Grade-school lessons about the women’s movement are pretty limited in scope. They tend to focus on the women’s suffrage campaigns of the late 1800s and early 1900s, then skip ahead to the ’60s and ’70s and the battle over the ERA.

As a result, young girls can come away with the impression that the women’s movement (or any progressive movement, really) consists of isolated, dramatic showdowns, with nothing significant happening in between.

The reality, of course, is completely different.

While those dramatic showdowns are great for wide-reaching legislative or judicial gains, they’re only the culmination of days, months, years, even decades of day-to-day choices on the part of equality-minded men and women everywhere.

A dad tells his daughter he’s proud of her good grades, and she realizes that being a girl isn’t just about being pretty.

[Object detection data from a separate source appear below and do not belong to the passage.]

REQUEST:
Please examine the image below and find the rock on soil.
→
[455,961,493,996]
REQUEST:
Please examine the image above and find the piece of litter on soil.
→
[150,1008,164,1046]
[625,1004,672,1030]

A scientist mentors a woman protegee, and a male-dominated field gains one more female. A teacher corrects a child who says something offensive, and classmates learn to think outside stereotypes.

Or, of course, a caregiver reads an inspiring book, and a child learns to think of women as strong, capable, and smart. Alexandra Wallner’s picture book biography of Abigail Adams is one of those inspiring books you can read to very young girls (or boys, for that matter).

When I was a kid, Abigail Adams didn’t get much attention: she was notable primarily as the only woman to be both the wife and mother of a president. In recent years, however, blockbuster biographies, major miniseries, and the popularity of the revived musical 1776 have brought Abigail into the public eye.

She was quite the woman, it turns out, and Wallner’s biography really highlights her intelligence, her importance, and her revolutionary ideas.

Abigail’s egalitarian consciousness developed early, we learn, when her wealthy parents allowed only her brother to go to school. Undaunted, she educated herself by reading avidly in the family’s library and eavesdropping on the grown-ups’ conversations.

She fell in love with her husband because he was intelligent and respected her intelligence. Knowing that, in Colonial society, “her future depended on her husband,” Abigail chose John because she thought he would treat her as an equal.

As their marriage progressed, Abigail proved her mettle. She managed their large estate when John traveled, led Colonial women in boycotts of British goods, and wrote John with ideas and advice that he shared with George Washington.

John supported her through it all–except when she wrote passionately that the new nation’s constitution should include equal rights for women and freedom for slaves.

Despite his rebuff, however, she held to her principles and implemented them in her daily life. She saw her daughters fully educated, taught black servants to read and write, and continued to speak out for equal rights.

Wallner’s straightforward text and simple, folk-art-style illustrations evoke Abigail’s strong and direct nature. At the same time, they capture the salient emotions of Abigail’s life–her contentment in learning, her determination in her work, her pain at John’s rebuff, and her happiness in their well-earned retirement years.

The book shows girls that progress doesn’t always come dramatically, and not all heroines grab headlines. You don’t have to be interested in the limelight to make a very real and lasting impact. Wallner also shows that, even when progress is not all we hoped it would be, we can still find some way to make a difference here and now.

More than anything, I love the way Wallner goes behind the canonized narrative to demonstrate Abigail’s importance. It’s the kind of book that leaves girls asking, “If she was so important, and I haven’t heard much about her, who else haven’t I heard about?”